If your Matrix already implements this interface, then it can be rotated via a decorator class like this:

class RotatedMatrix: IReadableMatrix {
    private readonly IReadableMatrix _baseMatrix;

    public RotatedMatrix(IReadableMatrix baseMatrix) {
        _baseMatrix = baseMatrix;
    }

    int GetValue(int x, int y) {
        // transpose x and y dimensions
        return _baseMatrix(y, x);
    }
}

Rotating +90/-90/180 degrees, flipping horizontally/vertically and scaling can all be achieved in this fashion as well.
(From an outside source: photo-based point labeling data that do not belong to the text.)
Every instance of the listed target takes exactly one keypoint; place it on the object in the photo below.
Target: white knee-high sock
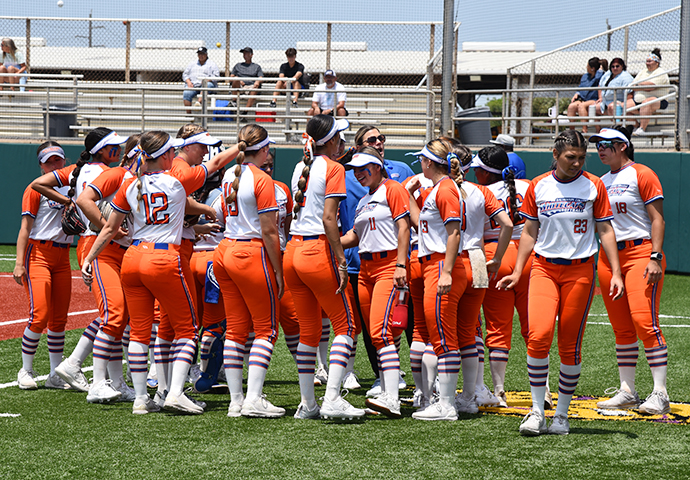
(567, 382)
(138, 359)
(340, 353)
(538, 371)
(306, 357)
(233, 361)
(259, 359)
(184, 357)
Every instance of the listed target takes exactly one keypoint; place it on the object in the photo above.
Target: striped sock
(184, 357)
(306, 359)
(233, 361)
(416, 352)
(390, 369)
(567, 382)
(658, 362)
(627, 356)
(538, 371)
(259, 358)
(138, 359)
(56, 346)
(29, 346)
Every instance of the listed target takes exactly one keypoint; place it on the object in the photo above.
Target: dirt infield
(15, 306)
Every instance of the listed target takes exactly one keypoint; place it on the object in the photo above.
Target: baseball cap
(609, 134)
(503, 139)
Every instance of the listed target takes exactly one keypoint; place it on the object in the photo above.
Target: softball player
(316, 269)
(561, 208)
(152, 267)
(251, 294)
(43, 268)
(382, 232)
(638, 219)
(439, 225)
(492, 170)
(102, 147)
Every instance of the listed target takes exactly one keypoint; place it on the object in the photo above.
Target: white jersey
(326, 180)
(376, 215)
(443, 204)
(255, 195)
(159, 216)
(630, 189)
(500, 191)
(47, 216)
(480, 205)
(566, 212)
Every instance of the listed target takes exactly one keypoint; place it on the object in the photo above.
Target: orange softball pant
(440, 311)
(48, 284)
(311, 273)
(165, 328)
(249, 289)
(499, 305)
(559, 290)
(154, 271)
(636, 315)
(210, 313)
(377, 295)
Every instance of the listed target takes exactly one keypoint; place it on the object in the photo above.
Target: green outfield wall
(20, 166)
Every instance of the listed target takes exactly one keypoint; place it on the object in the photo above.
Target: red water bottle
(399, 320)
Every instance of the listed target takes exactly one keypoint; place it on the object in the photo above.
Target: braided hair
(91, 140)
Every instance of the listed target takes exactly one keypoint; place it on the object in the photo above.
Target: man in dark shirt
(288, 70)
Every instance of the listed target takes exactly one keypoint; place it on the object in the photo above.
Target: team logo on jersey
(617, 190)
(562, 205)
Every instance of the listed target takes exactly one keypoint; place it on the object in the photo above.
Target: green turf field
(59, 435)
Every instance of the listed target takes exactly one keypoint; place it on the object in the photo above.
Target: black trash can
(474, 133)
(59, 121)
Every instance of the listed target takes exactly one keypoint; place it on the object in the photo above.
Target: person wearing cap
(42, 267)
(637, 198)
(506, 142)
(329, 97)
(382, 232)
(316, 268)
(194, 73)
(247, 69)
(291, 69)
(249, 270)
(151, 266)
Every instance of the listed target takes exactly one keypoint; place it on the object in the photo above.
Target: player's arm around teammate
(638, 219)
(42, 267)
(561, 208)
(382, 231)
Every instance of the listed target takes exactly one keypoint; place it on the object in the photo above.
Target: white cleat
(25, 379)
(102, 392)
(533, 424)
(73, 375)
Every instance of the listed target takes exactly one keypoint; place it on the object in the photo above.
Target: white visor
(362, 159)
(338, 126)
(111, 139)
(259, 145)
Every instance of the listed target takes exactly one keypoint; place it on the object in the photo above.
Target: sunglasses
(372, 140)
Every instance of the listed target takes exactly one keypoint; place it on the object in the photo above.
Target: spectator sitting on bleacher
(12, 62)
(324, 101)
(617, 76)
(247, 69)
(649, 94)
(506, 142)
(289, 69)
(581, 101)
(194, 73)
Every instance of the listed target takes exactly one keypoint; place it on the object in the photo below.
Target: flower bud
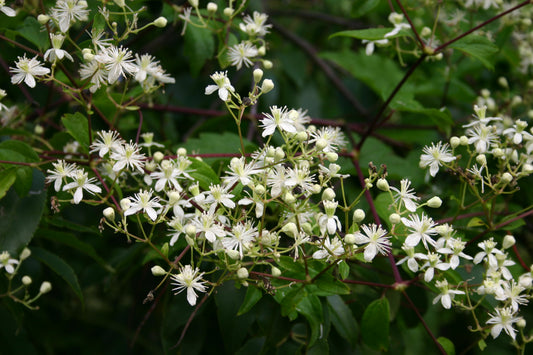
(455, 141)
(45, 287)
(25, 254)
(125, 204)
(481, 159)
(158, 271)
(508, 241)
(275, 271)
(349, 239)
(228, 12)
(332, 157)
(242, 273)
(26, 280)
(267, 86)
(434, 202)
(258, 75)
(382, 184)
(507, 178)
(358, 215)
(328, 194)
(212, 7)
(160, 22)
(43, 19)
(109, 213)
(395, 218)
Performance would need to be measured in your specific scenario. However the O(n^2) operation has now been replaced with an O(1) call. It’s a virtual method call which is slower than direct array access, so it depends upon how frequently the rotated array is used after rotation. If it’s used once, then this approach would definitely win. If it’s rotated then used in a long-running system for days, then in-place rotation might perform better. It also depends whether you can accept the up-front cost. As with all performance issues, measure, measure, measure!